Sie sind so frei – landeszeitung.de

Eine Tonne Lebendgewicht baut sich vor der Kühlerhaube von Henrik Trapp auf. Gut zwei Meter groß, drei Meter lang, dunkelbraunes Fell, zwei spitze Hörner: Ein Wisentbulle blockiert den Weg vor dem schwarzen Pickup. Weitere Tiere trotten heran, starren auf das Auto. Trapp legt den Rückwärtsgang ein, Kratzer im Lack kann er nicht gebrauchen.

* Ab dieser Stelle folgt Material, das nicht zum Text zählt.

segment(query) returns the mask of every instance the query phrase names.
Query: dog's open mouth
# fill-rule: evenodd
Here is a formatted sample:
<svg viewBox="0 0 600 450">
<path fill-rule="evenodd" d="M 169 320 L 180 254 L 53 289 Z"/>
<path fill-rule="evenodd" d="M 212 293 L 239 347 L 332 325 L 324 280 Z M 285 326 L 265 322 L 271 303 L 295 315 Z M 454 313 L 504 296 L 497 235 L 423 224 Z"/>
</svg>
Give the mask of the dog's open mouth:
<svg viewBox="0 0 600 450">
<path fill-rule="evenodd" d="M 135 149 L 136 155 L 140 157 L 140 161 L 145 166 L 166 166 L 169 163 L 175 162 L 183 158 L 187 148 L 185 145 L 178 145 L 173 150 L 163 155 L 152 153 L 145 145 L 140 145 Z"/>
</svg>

Henrik Trapp ist Ranger in der „Wisent-Welt-Wittgenstein“ in Nordrhein-Westfalen. Und Bulle „Zac“ weiß genau, was es bedeutet, wenn er zu ihnen ins Gehege fährt: „Der Dicke will gucken wegen Futter“, sagt Trapp. Im Fresseifer kann es schon mal passieren, dass die Tiere dem Auto zu nahe kommen.

Wisente, sagt Trapp, seien sonst die Ruhe selbst. Er nennt sie auch „sanfte Riesen“. Andere sprechen von Urtieren oder den Königen der Wälder. In Deutschland ist der Europäische Bison, so der offizielle Zweitname, schon seit Jahrhunderten ausgestorben. Das letzte freilebende Exemplar schoss der Mensch in den 1920er-Jahren im Kaukasus tot.

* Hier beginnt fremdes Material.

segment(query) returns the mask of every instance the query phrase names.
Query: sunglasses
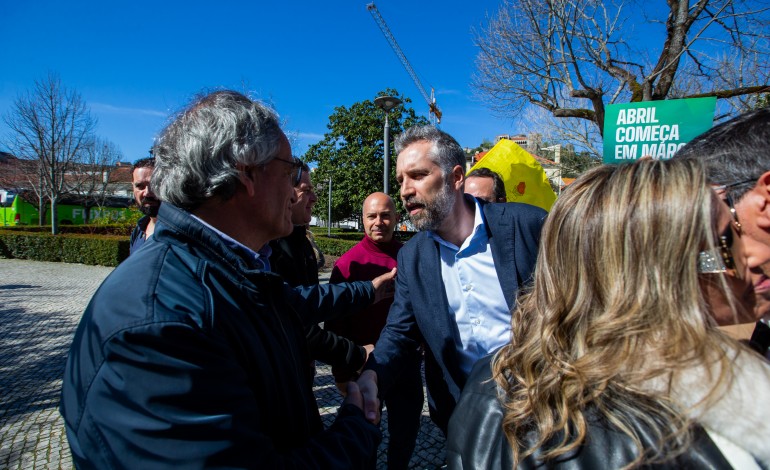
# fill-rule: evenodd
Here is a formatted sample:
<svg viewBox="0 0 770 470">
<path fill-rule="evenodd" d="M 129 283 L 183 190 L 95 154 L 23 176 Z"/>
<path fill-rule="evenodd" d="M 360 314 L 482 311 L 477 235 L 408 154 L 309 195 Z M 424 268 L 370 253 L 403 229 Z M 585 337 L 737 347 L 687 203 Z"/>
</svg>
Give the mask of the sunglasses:
<svg viewBox="0 0 770 470">
<path fill-rule="evenodd" d="M 291 174 L 291 183 L 292 186 L 298 186 L 299 182 L 302 181 L 302 160 L 299 158 L 292 158 L 291 160 L 284 160 L 283 158 L 275 157 L 273 160 L 278 160 L 279 162 L 283 162 L 287 165 L 292 166 L 292 174 Z"/>
<path fill-rule="evenodd" d="M 738 212 L 735 211 L 735 200 L 733 199 L 732 195 L 732 189 L 737 188 L 738 186 L 743 186 L 745 184 L 749 183 L 755 183 L 757 181 L 757 178 L 749 178 L 747 180 L 738 181 L 737 183 L 730 183 L 730 184 L 723 184 L 720 186 L 714 186 L 714 191 L 724 191 L 724 201 L 727 204 L 727 207 L 730 209 L 730 214 L 733 216 L 733 222 L 735 223 L 735 227 L 738 229 L 738 234 L 741 233 L 741 222 L 738 220 Z"/>
</svg>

Rund 100 Jahre später streifen acht Tiere in Trapps Gehege herum, bestaunt und fotografiert von 30.000 Besuchern im Jahr. Eine Touristenattraktion – und ein Arterhaltungserfolg. Aber nicht der Grund, warum die Wittgensteiner Wisente „weltweit“ ein Thema geworden sind, wie Trapp stolz erzählt. Denn hier hinter dem Gatter firmiert nur die „Light-Version“ des Wisentprojekts.

Nur wenige Kilometer weiter, im Rothaargebirge, streifen rund 25 Artgenossen von „Zac“ herum. Komplett frei, ohne Zaun. Ausgewildert von jenem Verein, der auch die Wisent-Welt betreibt. Seitdem ist die einzige freilebende Wisentherde Westeuropas in Südwestfalen zu Hause.

Fragt sich nur: Wie lange noch? Denn seitdem Europas größtes Landsäugetier hier durch die Gegend zieht, gibt es Streit. Seit fast zehn Jahren beschäftigt er Tierschützer, Waldbesitzer, sogar den Bundesgerichtshof. Über allem steht mal wieder die Frage: Wie wild darf es in Deutschland sein?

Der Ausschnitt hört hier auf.